China’s economy in intensive care after catching Covid
A toxic dose of never-ending lockdowns triggers an economic meltdown as Beijing grapples with a raft of problems
There is no magic vaccine to resuscitate China’s ailing economy.
A toxic dose of never-ending Covid-19 lockdowns, plunging retail sales and a struggling property market illustrate the challenges facing Beijing.
Dwindling trade numbers have only exacerbated the problem along with weak industrial production and surging unemployment.
Global inflation triggered by a rise in commodity prices, such as oil, gas and grain, has only added to what many analysts have described as the “perfect storm.”
“We told you it was going to be ugly,” China Beige Book, the influential research and consultancy group, tweeted on May 16 after the National Bureau of Statistics released a raft of eye-watering numbers.
Stat attack:
- Retail sales shrank 11.1% in April compared to the same period last year.
- It was the biggest contraction since March 2020.
- China’s auto sales plunged 47.6% during the same period.
- Property sales by value in April slumped 46.6% from a year earlier.
- Industrial output was also down 2.9% while manufacturing production dropped 4.6%.
- A knock-on effect was a 4.3% contraction in electricity demand and a 5.2% dip in crude steel output.
Danger signals: But the biggest headache for President Xi Jinping’s ruling Communist Party was spiraling unemployment.
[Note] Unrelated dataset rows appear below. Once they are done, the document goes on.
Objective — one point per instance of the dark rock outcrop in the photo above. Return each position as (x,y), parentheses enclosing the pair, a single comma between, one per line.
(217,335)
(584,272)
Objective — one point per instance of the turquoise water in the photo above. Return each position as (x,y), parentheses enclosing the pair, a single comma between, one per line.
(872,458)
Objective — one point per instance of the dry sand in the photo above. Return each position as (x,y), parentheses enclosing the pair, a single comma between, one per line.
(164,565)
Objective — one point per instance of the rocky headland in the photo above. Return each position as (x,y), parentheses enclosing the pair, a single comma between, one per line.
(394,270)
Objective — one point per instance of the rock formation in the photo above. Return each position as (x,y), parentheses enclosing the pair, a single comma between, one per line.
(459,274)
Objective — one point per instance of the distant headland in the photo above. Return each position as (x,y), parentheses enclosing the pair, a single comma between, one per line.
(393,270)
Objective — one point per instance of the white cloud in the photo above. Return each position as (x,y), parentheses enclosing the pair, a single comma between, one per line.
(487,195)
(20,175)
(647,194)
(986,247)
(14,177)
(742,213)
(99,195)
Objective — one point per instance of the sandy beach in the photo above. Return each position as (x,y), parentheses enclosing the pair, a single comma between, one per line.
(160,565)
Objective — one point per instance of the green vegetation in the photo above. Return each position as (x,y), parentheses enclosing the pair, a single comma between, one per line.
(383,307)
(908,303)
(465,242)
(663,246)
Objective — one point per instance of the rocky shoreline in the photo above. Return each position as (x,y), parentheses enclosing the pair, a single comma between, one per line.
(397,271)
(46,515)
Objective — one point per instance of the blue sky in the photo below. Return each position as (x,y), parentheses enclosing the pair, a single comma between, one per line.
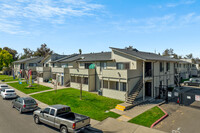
(95,25)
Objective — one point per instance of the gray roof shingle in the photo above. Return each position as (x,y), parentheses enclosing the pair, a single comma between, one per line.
(27,59)
(144,55)
(104,56)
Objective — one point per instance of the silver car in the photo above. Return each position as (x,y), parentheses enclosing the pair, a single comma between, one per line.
(25,104)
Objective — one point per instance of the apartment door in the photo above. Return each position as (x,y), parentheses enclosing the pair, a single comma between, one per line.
(62,80)
(148,69)
(148,89)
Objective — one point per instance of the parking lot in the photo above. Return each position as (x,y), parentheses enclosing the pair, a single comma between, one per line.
(181,119)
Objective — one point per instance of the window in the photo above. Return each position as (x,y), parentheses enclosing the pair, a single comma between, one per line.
(117,85)
(122,86)
(87,65)
(46,110)
(85,81)
(168,66)
(32,64)
(161,67)
(123,66)
(72,78)
(78,79)
(52,112)
(103,65)
(105,84)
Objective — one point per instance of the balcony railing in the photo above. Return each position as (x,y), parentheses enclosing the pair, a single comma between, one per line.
(148,73)
(82,71)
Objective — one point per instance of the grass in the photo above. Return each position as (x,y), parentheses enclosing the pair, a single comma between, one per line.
(92,105)
(24,87)
(149,117)
(184,80)
(7,78)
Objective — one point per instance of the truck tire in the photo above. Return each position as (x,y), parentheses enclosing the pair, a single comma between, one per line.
(36,119)
(63,129)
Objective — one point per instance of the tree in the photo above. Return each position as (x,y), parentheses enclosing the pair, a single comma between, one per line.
(80,51)
(27,53)
(12,51)
(189,56)
(5,59)
(43,51)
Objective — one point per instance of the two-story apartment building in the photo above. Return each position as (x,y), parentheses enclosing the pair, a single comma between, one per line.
(44,71)
(124,74)
(24,65)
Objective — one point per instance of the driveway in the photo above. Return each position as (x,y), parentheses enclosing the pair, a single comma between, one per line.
(184,119)
(11,121)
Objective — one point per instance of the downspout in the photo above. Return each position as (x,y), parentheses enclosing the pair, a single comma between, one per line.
(143,81)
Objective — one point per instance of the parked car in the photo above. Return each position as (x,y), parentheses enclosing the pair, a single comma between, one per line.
(61,117)
(8,93)
(25,104)
(3,86)
(193,82)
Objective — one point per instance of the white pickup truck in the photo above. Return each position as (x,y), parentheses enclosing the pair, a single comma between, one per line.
(61,117)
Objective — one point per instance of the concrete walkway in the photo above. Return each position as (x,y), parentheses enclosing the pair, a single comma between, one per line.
(50,85)
(111,125)
(135,111)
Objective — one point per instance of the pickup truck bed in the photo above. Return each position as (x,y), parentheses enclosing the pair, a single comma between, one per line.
(73,116)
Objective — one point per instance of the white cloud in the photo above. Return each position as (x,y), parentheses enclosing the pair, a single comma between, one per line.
(50,11)
(175,4)
(157,24)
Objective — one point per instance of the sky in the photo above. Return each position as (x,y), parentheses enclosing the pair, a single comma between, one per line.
(95,25)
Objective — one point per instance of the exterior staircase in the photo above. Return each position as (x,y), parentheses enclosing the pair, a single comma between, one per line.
(130,100)
(135,92)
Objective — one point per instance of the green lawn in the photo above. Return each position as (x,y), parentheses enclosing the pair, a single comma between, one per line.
(149,117)
(7,78)
(91,104)
(184,80)
(24,87)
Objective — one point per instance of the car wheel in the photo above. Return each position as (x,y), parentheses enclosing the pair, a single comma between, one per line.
(20,111)
(36,120)
(63,129)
In 31 major cities, the jobless data stood at 6.7% for April year-on-year. That was the highest rate since records began in 2018.
Delve deeper: Part of the problem has been Xi’s “zero-Covid” strategy. Last week, Japan’s investment bank Nomura estimated that more than 373 million people in 45 Chinese cities were living under some form of lockdown in April.
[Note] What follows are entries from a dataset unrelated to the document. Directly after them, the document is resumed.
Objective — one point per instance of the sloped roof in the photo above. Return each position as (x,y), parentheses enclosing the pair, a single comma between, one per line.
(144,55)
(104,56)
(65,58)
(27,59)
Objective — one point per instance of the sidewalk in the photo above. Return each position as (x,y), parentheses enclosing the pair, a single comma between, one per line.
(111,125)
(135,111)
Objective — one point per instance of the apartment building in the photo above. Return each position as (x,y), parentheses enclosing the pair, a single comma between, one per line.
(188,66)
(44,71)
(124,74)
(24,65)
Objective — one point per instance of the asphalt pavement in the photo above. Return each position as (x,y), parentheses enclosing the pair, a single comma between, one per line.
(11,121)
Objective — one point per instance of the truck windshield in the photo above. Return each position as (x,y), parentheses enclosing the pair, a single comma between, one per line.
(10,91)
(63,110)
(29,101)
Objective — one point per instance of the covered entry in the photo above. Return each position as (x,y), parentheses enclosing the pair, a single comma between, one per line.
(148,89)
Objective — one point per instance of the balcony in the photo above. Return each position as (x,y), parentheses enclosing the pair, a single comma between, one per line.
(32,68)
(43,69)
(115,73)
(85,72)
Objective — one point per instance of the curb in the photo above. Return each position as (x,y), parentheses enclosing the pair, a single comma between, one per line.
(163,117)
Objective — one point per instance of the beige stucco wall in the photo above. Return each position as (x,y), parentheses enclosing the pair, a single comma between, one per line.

Loss of confidence: “China is losing its credibility as the best sourcing location in the world. With the current situation comes a huge loss of confidence, which will eventually lead to changes in supply chains,” Joerg Wuttke, the president of the European Union Chamber of Commerce in China, pointed out in an interview with CHINADebate.
Big picture: Political blunders and a flawed economic policy will eat into the official GDP growth target of 5.5% this year. But then, Michael Pettis, of the Carnegie China Center and a professor of finance at Peking University, has questioned the whole process.
What he said: “It’s a mistake to view China’s growth in terms of whether it can or cannot achieve a particular GDP target. [This] is not a measure of the country’s economic output and performance in the same way the statistic is for other major economies.”
Why not? China is inflating GDP by piling up debt on non-productive infrastructure and real estate projects to meet government “growth” targets. Instead, Beijing needs to wean itself off these economic steroids.
Beijing’s next move: In his essay, The Only Five Paths China’s Economy Can Follow, Pettis suggests that President Xi’s team might be forced to take the last route to salvation.
Cold turkey: “[This involves reducing a] large amount of nonproductive investment on which it relies to drive growth and replace it with nothing, in which case growth would necessarily slow sharply,” Pettis wrote on the Carnegie Endowment for International Peace’s website.
How would that play out: “In my opinion, China [would] face a very long, Japan-style, period of low growth,” Pettis said at the end of last month before the latest red-ink numbers were released.
China Factor comment: We have been pointing out that official economic data is unreliable. In December, even the State Council, the chief administrative authority of the People’s Republic of China, was forced to issue new guidelines after a damning assessment. Since then, the economy has continued to slide and there is now a real risk of it falling into a recession. If that happened, shockwaves would reverberate across the world.